Should we also make the domain names (domain) mention the spatial resolution?

gnikulin commented 1 year ago

We don't need 2 CVs with duplicate information, one is enough.

Currently domain is defined as "name of the CORDEX region" while domain_id as "an identifier assigned to each CORDEX region including a flag for resolution". I would keep domain as it is (geographical name) without information about spatial resolution. In addition, information about native resolution is provided in the native_resolution global attribute.

This CV must include only the 14 continental-scale CORDEX domains (14 domains x 3 resolution and the same for the regular grids with "i"). Other domains as "GAR-3" and "CEU-3" for example are not CORDEX domains but used in some projects, should be excluded.

larsbuntemeyer commented 1 year ago

Yes, correct, the CORDEX-CMIP6_domain.json is duplicated information. This is more or less a result of my discussion to adapt CMIP6 cmor tables. They have more or less key attributes including an institution_id, source_id and experiment_id that are hard coded into the cmor library in the way they are handled as attributes. E.g., if the CV contains an institution_id in the form of, e.g.,

{
  "institution_id": {
    "GERICS": "Climate Service Center"
 }
}

cmor will add an an entry called institution=Climate Service Center automatically. However, this logic does not work in general for other attributes, e.g., a table including the domain_id

{
  "domain_id": {
    "EUR-11": "South America",
  }
}

would not add the domain attribute. It's a little pain since it's difficult to understand the logic in the CMIP CV in general. But since i guess we want to support the use of the cmor library, i would suggest to keep the domain_id table in the form that we have now (since we have domain as a required attribute).

{
    "domain_id": {
        "EUR-11": {
            "domain": "Europe",
            "domain_id": "SAM-50"
        },
    }
}

The same is actually true for the driving_experiment_id, so it's probably the same there (#23). It's a little bit a pain since cmor wasn't really designed with some more general CV in mind.

This CV must include only the 14 continental-scale CORDEX domains (14 domains x 3 resolution and the same for the regular grids with "i"). Other domains as "GAR-3" and "CEU-3" for example are not CORDEX domains but used in some projects, should be excluded.

For me, it's ok the remove non-continental scale domain_ids although i also saw them in some publications. But you are right, it's hard to find an exact definition of those grids.

gnikulin commented 1 year ago

I don't have a strong opinion on the CV format. However, the CMIP6 format may be preferable since it clearly defines the domainattribute and compatible with CMOR.

gnikulin commented 1 year ago

And also our first idea was to use the CMIP6 CVs as much as possible.

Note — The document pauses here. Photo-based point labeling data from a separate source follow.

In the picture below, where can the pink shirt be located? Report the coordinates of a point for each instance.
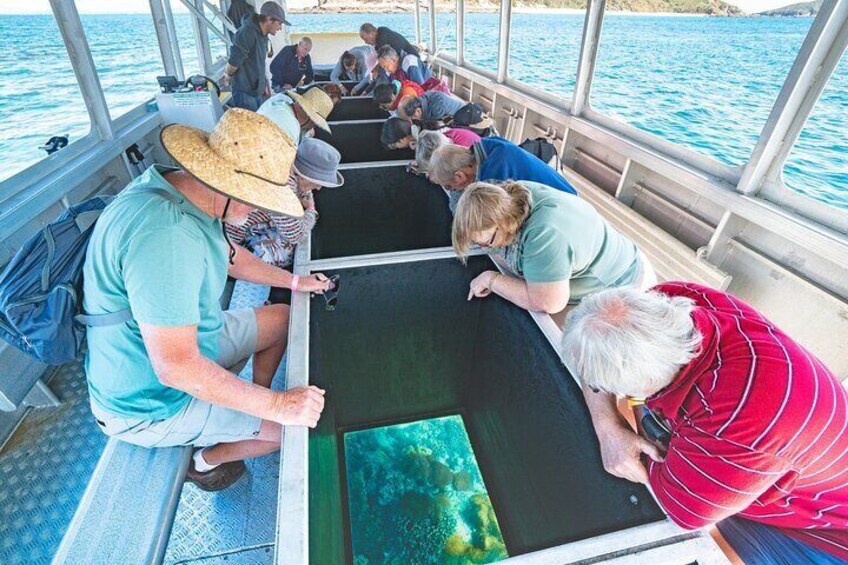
(463, 137)
(758, 429)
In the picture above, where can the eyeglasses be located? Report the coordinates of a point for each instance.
(491, 243)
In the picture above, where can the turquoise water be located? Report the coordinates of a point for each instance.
(415, 495)
(705, 83)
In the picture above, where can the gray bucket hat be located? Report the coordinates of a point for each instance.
(318, 162)
(275, 11)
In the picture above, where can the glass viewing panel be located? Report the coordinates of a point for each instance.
(532, 41)
(415, 495)
(39, 96)
(705, 83)
(818, 164)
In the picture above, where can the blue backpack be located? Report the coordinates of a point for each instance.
(41, 288)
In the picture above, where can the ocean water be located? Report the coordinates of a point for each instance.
(705, 83)
(415, 495)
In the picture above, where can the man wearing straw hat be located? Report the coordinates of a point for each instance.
(160, 252)
(298, 113)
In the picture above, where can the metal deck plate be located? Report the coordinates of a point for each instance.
(235, 525)
(45, 467)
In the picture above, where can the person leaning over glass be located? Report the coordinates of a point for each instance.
(555, 248)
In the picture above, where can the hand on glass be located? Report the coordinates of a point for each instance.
(301, 406)
(621, 450)
(481, 286)
(317, 283)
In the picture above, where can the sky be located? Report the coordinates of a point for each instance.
(143, 6)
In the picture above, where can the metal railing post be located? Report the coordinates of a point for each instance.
(201, 35)
(503, 39)
(417, 21)
(172, 33)
(460, 32)
(588, 55)
(816, 61)
(73, 34)
(432, 9)
(160, 25)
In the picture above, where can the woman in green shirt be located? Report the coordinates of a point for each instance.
(554, 246)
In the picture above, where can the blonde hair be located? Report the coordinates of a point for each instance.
(484, 206)
(447, 160)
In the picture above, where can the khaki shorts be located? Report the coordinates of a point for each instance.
(197, 423)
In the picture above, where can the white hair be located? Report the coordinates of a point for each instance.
(629, 342)
(427, 142)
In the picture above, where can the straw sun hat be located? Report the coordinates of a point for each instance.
(317, 104)
(247, 158)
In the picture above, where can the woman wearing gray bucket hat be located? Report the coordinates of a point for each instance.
(273, 237)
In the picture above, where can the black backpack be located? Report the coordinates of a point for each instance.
(543, 150)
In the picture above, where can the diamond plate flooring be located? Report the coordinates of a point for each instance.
(236, 525)
(45, 467)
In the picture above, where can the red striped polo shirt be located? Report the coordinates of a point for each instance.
(758, 429)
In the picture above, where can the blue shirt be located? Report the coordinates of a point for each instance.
(167, 262)
(499, 159)
(286, 68)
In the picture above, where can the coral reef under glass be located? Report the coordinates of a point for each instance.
(416, 495)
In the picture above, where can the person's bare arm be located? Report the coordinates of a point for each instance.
(178, 364)
(621, 447)
(248, 267)
(536, 297)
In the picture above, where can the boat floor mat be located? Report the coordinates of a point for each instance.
(357, 109)
(360, 143)
(380, 210)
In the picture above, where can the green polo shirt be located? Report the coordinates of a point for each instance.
(167, 262)
(564, 238)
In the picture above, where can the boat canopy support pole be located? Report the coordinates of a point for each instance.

jesusff commented 1 year ago

OK, this had some subtle details behind. @larsbuntemeyer, would it make sense to keep in this CV repo simplified json files for these paired attributes and have them automatically converted to the explicit form when inserted automatically into the CMOR table https://github.com/WCRP-CORDEX/cordex-cmip6-cmor-tables/blob/main/Tables/CORDEX_CV.json ?

larsbuntemeyer commented 1 year ago

@jesusff

this had some subtle details behind.

Yes, it's still a pain, but my hope is that this could be resolved in the future...

would it make sense to keep in this CV repo simplified json files for these paired attributes and have them automatically converted to the explicit form when inserted automatically

Yes, that could work and could make sense.

jesusff commented 1 year ago

I would keep domain as it is (geographical name) without information about spatial resolution. In addition, information about native resolution is provided in the native_resolution global attribute.

Depending on the model (see #25) the native_resolution may not match the one in the domain_id. We could think of a building rule for the domain attribute which includes the resolution and the expected projection. E.g. "EUR-12" : "Europe (at roughly 12.5 km grid spacing on a curvilinear projection)" "AFR-12i" : "Africa (on the 0.125-degrees regular latitude-longitude grid)"

gnikulin commented 12 months ago

Depending on the model (see #25) the native_resolution may not match the one in the domain_id.

Yes, that was the main point for introducing native_resolution since resolution in domain_id is the nearest grid spacing in km of the 3 resolutions used in CORDEX-CMIP5 and CORDEX-CMIP6 (50, 25 and 12 km). If a RCM generates simulations at 10 or 15km 12 has to be used as the flag for resolution.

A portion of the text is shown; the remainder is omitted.